Young also consistently made headlines for her personal life, beginning in 1930 when she eloped at age 17 with the much-older Grant Withers, her costar in the film The Second Story Murder (1930). Their marriage was annulled the following year. In 1940, Young married the television producer Thomas H.A. Lewis, with whom she had two sons, Christopher and Peter. Young and Lewis divorced in 1969.

       

In 1994, Young’s daughter, Judy Lewis-who had been publicly presented since the 1930s as the actress’ adopted child and had taken Young’s second husband’s name-claimed in her autobiography, Uncommon Knowledge, that she was actually the daughter of Young and Clark Gable. Lewis claimed she was conceived during the making of The Call of the Wild (1935), in which Young and Gable (then married to his first wife, Ria Langham) costarred.
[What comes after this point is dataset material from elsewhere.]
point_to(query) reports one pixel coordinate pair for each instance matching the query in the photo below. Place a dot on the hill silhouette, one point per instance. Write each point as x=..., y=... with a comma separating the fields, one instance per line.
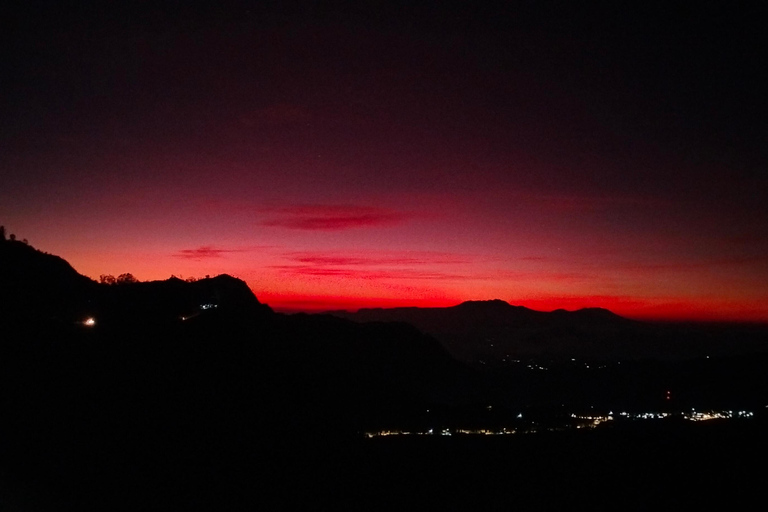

Young refused to ever publicly confirm or deny her daughter’s account during her lifetime, and the two were estranged for several months after the book’s publication. (In a biography published after her death, Young admitted in an interview with the book’s author that Gable was indeed the father of Judy Lewis.

       

After leaving show business altogether in 1963 to devote her time to Catholic charities, Young returned to the small screen in several television movies in the late 1980s. Her last major role was in Lady in the Corner, a 1989 television drama. In her later years, Young was increasingly reclusive, though she made occasional public appearances in support of her favorite charities. She lived in Palm Springs, California, with her third husband (since 1994), the Oscar-winning costume designer Jean Louis, until his death in 1997. Young died of ovarian cancer on August 12, 2000.